Involving students in the appraisal of rubrics for performance-based assessment in Foreign Languages By Dott. Rita Balestrini

Context

In 2016, in the Department of Modern Languages and European Studies (DMLES), it was decided that the marking schemes used to assess writing and speaking skills needed to be revised and standardised in order to ensure transparency and consistency of evaluation across different languages and levels. A number of colleagues teaching language modules had a preliminary meeting to discuss what changes had to be made, what criteria to include in the new rubrics and whether the new marking schemes would apply to all levels. While addressing these questions, I developed a project with the support of the Teaching and Learning Development Fund. The project, now in its final stage, aims to enhance the process of assessing writing and speaking skills across the languages taught in the department. It intends to make assessment more transparent, understandable and useful for students; foster their active participation in the process; and increase their uptake of feedback.

The first stage of the project involved:

a literature review on the use of standard-based assessment, assessment rubrics and exemplars in higher education;
the organization of three focus groups, one for each year of study;
the development of a questionnaire, in collaboration with three students, based on the initial findings from the focus groups;
the collection of exemplars of written and oral work to be piloted for one Beginners language module.

I had a few opportunities to disseminate some key ideas emerged from the literature review – School of Literature and Languages’ assessment and feedback away day, CQSD showcase and autumn meeting of the Language Teaching Community of Practice. Having only touched upon the focus groups at the CQSD showcase, I will describe here how they were organised, run and analysed and will summarise some of the insights gained.

Organising and running the focus groups

Focus groups are a method of qualitative research that has become increasingly popular and is often used to inform policies and improve the provision of services. However, the data generated by a focus group are not generalisable to a population group as a whole (Barbour, 2007; Howitt, 2016).

After attending the People Development session on ‘Conducting Focus groups’, I realised that the logistics of their organization, the transcription of the discussion and the analysis of the data they generate require a considerable amount of time and detailed planning . Nonetheless, I decided to use them to gain insights into students’ perspectives on the assessment process and into their understanding of marking criteria.

The recruitment of participants was not a quick task. It involved sending several emails to students studying at least one language in the department and visiting classrooms to advertise the project. In the end, I managed to recruit twenty-two volunteers: eight for Part I, six for Part II and eight for Part III. I obtained their consent to record the discussions and use the data generated by the analysis. As a ‘thank you’ for participating, students received a £10 Amazon voucher.

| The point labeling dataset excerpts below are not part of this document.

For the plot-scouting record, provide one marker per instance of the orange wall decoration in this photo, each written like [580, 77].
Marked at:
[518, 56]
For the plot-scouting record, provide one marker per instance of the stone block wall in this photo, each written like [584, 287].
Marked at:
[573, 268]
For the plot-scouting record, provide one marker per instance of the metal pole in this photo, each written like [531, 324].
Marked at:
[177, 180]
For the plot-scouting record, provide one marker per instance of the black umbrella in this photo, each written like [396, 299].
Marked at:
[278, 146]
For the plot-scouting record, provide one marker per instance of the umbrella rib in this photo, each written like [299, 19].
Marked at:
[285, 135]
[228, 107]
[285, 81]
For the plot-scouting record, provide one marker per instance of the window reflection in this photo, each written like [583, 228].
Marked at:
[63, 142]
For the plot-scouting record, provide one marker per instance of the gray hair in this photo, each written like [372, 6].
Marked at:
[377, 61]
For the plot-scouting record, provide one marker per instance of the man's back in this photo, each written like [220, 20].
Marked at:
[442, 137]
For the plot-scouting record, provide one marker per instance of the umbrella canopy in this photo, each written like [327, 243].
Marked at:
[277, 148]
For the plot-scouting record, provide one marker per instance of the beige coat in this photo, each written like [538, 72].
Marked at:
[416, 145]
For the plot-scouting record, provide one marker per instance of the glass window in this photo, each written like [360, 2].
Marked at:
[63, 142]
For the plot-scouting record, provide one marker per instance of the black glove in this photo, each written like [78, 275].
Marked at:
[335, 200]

Each focus group lasted one hour, the discussions were entirely recorded and were based on the same topic guide and stimulus material. To open discussion, I used visual stimuli and asked the following question:

In your opinion, what is the aim of assessment?

In all three groups, this triggered some initial interaction directly with me. I then started picking up on differences between participants’ perspectives, asking for clarification and using their insights. Slowly, a relaxed and non-threatening atmosphere developed and led to more spontaneous and natural group conversation, which followed different dynamics in each group. I then began to draw on some core questions I had prepared to elicit students’ perspectives. During each session, I took notes on turn-taking and some relevant contextual clues.

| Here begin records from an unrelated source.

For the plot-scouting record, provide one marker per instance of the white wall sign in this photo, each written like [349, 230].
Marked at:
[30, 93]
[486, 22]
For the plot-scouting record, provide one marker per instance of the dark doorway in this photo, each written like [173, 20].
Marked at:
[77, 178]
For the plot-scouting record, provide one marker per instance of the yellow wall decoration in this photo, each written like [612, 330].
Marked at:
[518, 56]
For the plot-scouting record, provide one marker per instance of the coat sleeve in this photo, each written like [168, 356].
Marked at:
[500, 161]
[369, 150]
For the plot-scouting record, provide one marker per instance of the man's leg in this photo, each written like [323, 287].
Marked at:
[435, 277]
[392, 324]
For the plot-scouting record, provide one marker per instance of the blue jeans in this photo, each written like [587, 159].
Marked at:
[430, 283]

I ended all the three focus group sessions by asking participants to carry out a task in groups of 3 or 4. I gave each group a copy of the marking criteria currently used in the department and one empty grid reproducing the structure of the marking schemes. I asked them the following question:

If you were given the chance to generate your own marking criteria, what aspects of writing/speaking /translating would you add or eliminate?

I then invited them to discuss their views and use the empty grid to write down the main ideas shared by the members of their group. The most desired criteria were effort, commitment, and participation.

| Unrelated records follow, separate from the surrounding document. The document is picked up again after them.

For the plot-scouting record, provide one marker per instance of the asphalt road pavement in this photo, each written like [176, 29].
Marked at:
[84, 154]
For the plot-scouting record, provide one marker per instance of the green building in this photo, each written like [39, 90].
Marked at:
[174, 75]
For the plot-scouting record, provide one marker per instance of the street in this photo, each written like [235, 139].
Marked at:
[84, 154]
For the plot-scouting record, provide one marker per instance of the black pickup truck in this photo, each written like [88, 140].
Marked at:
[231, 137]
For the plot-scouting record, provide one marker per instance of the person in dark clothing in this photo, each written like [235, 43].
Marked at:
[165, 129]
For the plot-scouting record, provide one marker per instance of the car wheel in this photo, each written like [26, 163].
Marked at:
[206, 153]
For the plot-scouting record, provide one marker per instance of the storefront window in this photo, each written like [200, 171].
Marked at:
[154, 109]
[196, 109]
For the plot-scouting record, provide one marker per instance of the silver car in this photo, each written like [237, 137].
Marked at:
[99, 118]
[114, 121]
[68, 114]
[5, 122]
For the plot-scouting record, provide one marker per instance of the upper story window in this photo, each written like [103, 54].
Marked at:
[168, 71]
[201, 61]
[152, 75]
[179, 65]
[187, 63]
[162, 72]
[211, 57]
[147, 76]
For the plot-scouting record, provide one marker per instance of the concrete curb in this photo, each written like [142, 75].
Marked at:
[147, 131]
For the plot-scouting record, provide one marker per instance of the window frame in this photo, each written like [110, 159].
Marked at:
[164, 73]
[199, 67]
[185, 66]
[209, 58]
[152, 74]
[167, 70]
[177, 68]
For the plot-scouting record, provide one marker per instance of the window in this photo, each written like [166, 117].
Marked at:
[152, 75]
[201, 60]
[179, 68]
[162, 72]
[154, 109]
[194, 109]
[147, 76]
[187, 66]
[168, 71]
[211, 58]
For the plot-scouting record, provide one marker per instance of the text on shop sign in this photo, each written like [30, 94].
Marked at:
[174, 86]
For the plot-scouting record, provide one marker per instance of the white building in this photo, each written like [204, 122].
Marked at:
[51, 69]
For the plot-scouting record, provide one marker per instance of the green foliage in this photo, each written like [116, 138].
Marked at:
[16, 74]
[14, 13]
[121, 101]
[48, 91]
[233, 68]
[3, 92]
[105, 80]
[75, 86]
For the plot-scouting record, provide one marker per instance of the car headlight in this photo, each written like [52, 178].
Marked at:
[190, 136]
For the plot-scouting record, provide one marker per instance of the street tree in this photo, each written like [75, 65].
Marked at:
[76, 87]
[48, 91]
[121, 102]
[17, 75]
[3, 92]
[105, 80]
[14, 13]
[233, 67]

Transcribing and analysing the focus groups’ discussions

Focus groups, as a qualitative method, are not tied to any specific analytical framework, but qualitative researchers warn us not to take the discourse data at face value (Barbour, 2007:21). Bearing this in mind, I transcribed the recorded discussions and chose discourse analysis as an analytical framework to identify the discursive patterns emerging from students’ spoken interactions.

The focus of the analysis was more on ‘words’ and ‘ideas’ rather than on the process of interaction. I read and listened to the discussions many times and, as I identified recurrent themes, I started coding some excerpts. I then moved back and forth between the coding frame and the transcripts, adding or removing themes, renaming them, reallocating excerpts to different ‘themes’.

Spoken discourse lends itself to multiple levels of analysis, but since my focus was on students’ perspectives on the assessment process and their understanding of marking criteria, I concentrated on those themes that seemed to offer more insights into these specific aspects. Relating one theme to the other helped me to shed new light on some familiar issues and to reflect on them in a new way.

Some insights into students’ perspectives

As language learners, students gain personal experience of the complexity of language and language learning, but the analysis suggests that they draw on the theme of complexity to articulate their unease with the atomistic approach to evaluation of rubrics and, at times, also to contest the descriptors of the standard for a first level class. This made me reflect about whether the achievement of almost native-like abilities is actually the standard against which we want to base our evaluation. Larsen-Freeman’s (2015) and Kramsch’s (2008) approach to language development as a ‘complex system’ helped me to shed light on the idea of ‘complexity’ and ‘non-linear relations’ in the context of language learning which emerged from the analysis.

The second theme I identified is the ambiguity and vagueness of the standards for each criterion. Students draw on this theme not so much to communicate their lack of understanding of the marking scheme, but to question the reliability of a process of evaluation that matches performances to numerical values by using opaque descriptors.

The third theme that runs through the discussions is the tension between the promise of objectivity of the marking schemes and the fact that their use inevitably implies an element of subjectivity. There is also a tension between the desire for an objective counting of errors and the feeling that ‘errors’ need to be ‘weighted’ in relation to a specific learning context and an individual learning path. On one hand, there is the unpredictable and infinite variety of complex performances that cannot easily be broken down into parts in order to be evaluated objectively, on the other hand, there is the expectation that the sum of the parts, when adequately mapped to clear marking schemes, results in an objective mark.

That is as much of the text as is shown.